Edward F. Kuester

An Overview of the Theory and Applications of Metasurfaces: The Two-Dimensional Equivalents of Metamaterials

Metamaterials are typically engineered by arranging a set of small scatterers or apertures in a regular array throughout a region of space, thus obtaining some desirable bulk electromagnetic behavior. The desired property is often one that is not normally found naturally (negative refractive index, near-zero index, etc.). Over the past ten years, metamaterials have moved from being simply a theoretical concept to a field with developed and marketed applications. Three-dimensional metamaterials can be extended by arranging electrically small scatterers or holes into a two-dimensional pattern at a surface or interface. This surface version of a metamaterial has been given the name metasurface (the term metafilm has also been employed for certain structures). For many applications, metasurfaces can be used in place of metamaterials.
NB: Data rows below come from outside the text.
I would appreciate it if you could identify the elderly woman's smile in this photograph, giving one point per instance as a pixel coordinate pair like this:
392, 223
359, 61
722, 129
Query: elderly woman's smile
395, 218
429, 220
Metasurfaces have the advantage of taking up less physical space than do full three-dimensional metamaterial structures; consequently, metasurfaces offer the possibility of less-lossy structures. In this overview paper, we discuss the theoretical basis by which metasurfaces should be characterized, and discuss their various applications. We will see how metasurfaces are distinguished from conventional frequency-selective surfaces. Metasurfaces have a wide range of potential applications in electromagnetics (ranging from low microwave to optical frequencies), including: (1) controllable “smart” surfaces, (2) miniaturized cavity resonators, (3) novel wave-guiding structures, (4) angular-independent surfaces, (5) absorbers, (6) biomedical devices, (7) terahertz switches, and (8) fluid-tunable frequency-agile materials, to name only a few. In this review, we will see that the development in recent years of such materials and/or surfaces is bringing us closer to realizing the exciting speculations made over one hundred years ago by the work of Lamb, Schuster, and Pocklington, and later by Mandelshtam and Veselago.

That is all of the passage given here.